Na de oorlog kwamen niet alle vluchtelingen terug. “Enkele broers van mijn grootvader hadden tijdens de oorlogsjaren een boerderij gekocht in Lierville (in Picardië, nvdr.)”, zegt Chantal. “Veel vluchtelingen hadden in Frankrijk hun leven proberen herop te bouwen en waren daar intussen gehuwd.” Ze schat dat maar een vierde van de oorlogsvluchtelingen is teruggekeerd.

Haar grootvader kwam wel terug naar Sint-Joris. “De meesten zijn pas teruggekeerd rond 1920”, vult Karel aan. Wat ze aantroffen op hun oude woonplaats, stelde niet veel meer voor. “Heel Sint-Joris was herleid tot puin en bommenkraters, met veel water en modder.” Met wat financiële hulp van het Koning Albertfonds, dat de woningnood moest aanpakken, kon de heropbouw beginnen. De eerste woningen waren barakken. “De heropbouw was moeilijk en het heeft jaren geduurd”, legt Chantal uit.

Maar de boeren van Sint-Joris kregen ook te maken met de gevolgen van de onderwaterzetting. Door de sluizen in Nieuwpoort bij vloed open te zetten was de hele streek bevloeid geraakt met zeewater. “Ik ben opgegroeid in de jaren 60, en wij hebben nooit grondwater kunnen gebruiken omdat het water brak was”, zegt Chantal. Dat had ook gevolgen voor de gewassen die de boeren konden telen. “Fruitbomen konden bij ons niet groeien. We moesten het zien te doen met suikerbieten, graan, gras of vlas.”

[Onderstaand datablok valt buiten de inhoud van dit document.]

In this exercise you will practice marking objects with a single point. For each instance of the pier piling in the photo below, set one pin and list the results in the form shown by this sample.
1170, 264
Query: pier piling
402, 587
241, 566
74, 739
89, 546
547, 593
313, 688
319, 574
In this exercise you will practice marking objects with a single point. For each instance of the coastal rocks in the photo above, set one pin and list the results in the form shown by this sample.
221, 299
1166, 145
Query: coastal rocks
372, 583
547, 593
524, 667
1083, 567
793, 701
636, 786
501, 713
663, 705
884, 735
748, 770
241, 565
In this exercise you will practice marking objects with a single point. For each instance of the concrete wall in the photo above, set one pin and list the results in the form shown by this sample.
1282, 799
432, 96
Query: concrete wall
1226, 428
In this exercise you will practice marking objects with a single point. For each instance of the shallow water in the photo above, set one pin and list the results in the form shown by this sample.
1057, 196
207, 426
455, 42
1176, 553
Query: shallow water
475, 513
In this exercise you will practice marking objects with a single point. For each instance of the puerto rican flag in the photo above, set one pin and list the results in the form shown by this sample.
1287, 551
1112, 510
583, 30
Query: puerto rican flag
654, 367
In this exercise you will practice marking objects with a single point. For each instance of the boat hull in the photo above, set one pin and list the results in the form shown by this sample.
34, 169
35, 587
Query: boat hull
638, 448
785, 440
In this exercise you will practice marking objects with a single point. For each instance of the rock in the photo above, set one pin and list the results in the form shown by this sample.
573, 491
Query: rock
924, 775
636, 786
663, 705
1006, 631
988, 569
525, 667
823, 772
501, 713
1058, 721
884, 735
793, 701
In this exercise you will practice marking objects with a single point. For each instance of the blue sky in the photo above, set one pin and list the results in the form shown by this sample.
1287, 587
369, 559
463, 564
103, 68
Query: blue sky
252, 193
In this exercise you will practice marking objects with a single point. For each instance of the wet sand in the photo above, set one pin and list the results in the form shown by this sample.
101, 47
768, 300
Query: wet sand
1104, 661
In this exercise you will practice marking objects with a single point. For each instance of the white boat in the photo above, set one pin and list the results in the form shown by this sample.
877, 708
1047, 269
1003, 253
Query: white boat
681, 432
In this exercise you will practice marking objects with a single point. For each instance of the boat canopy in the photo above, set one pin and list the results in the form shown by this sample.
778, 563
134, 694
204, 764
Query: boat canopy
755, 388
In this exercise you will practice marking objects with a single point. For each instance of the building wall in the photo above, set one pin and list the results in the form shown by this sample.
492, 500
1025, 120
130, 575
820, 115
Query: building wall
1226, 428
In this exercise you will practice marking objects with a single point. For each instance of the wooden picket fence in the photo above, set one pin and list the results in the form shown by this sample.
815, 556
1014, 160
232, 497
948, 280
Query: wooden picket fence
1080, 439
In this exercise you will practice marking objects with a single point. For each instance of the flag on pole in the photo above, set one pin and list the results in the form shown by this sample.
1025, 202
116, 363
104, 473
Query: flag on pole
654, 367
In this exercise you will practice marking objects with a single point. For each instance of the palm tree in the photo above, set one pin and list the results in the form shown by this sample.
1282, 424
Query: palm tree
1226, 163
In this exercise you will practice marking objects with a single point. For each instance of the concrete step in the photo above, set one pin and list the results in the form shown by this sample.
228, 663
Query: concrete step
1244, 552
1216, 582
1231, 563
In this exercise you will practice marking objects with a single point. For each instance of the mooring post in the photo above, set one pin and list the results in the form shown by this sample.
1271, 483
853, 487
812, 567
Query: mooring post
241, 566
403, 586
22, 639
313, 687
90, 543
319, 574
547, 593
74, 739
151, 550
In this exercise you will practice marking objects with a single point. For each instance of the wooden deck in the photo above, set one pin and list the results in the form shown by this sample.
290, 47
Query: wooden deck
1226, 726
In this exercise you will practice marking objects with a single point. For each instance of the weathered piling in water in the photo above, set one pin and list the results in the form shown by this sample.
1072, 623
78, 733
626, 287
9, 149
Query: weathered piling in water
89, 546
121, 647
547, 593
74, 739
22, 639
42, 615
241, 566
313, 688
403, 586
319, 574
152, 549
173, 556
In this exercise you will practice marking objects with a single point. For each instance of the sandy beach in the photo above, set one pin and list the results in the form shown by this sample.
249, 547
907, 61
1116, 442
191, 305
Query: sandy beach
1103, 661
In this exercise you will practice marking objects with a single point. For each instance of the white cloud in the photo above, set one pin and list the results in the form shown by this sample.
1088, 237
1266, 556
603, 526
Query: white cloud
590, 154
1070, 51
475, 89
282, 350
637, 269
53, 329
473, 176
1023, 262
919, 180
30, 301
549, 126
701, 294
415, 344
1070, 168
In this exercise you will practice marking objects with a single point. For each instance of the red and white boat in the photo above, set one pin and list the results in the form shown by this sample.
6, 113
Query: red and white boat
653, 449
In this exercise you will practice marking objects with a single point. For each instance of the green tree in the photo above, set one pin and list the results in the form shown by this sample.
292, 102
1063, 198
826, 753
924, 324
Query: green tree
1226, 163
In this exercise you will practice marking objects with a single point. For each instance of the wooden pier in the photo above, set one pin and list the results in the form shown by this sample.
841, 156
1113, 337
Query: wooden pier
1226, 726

Desondanks kon haar familie rechtkrabbelen na jaren van oorlogsleed. “Dank zij nieuwe bemestingstechnieken verbeterde de kwaliteit van onze grond, en dat ging sneller was verwacht.” Maar de fruitbomen waren definitief verleden tijd. “Mijn familie heeft het jarenlang telkens opnieuw geprobeerd, maar na enkele jaren gingen onze bomen dood.”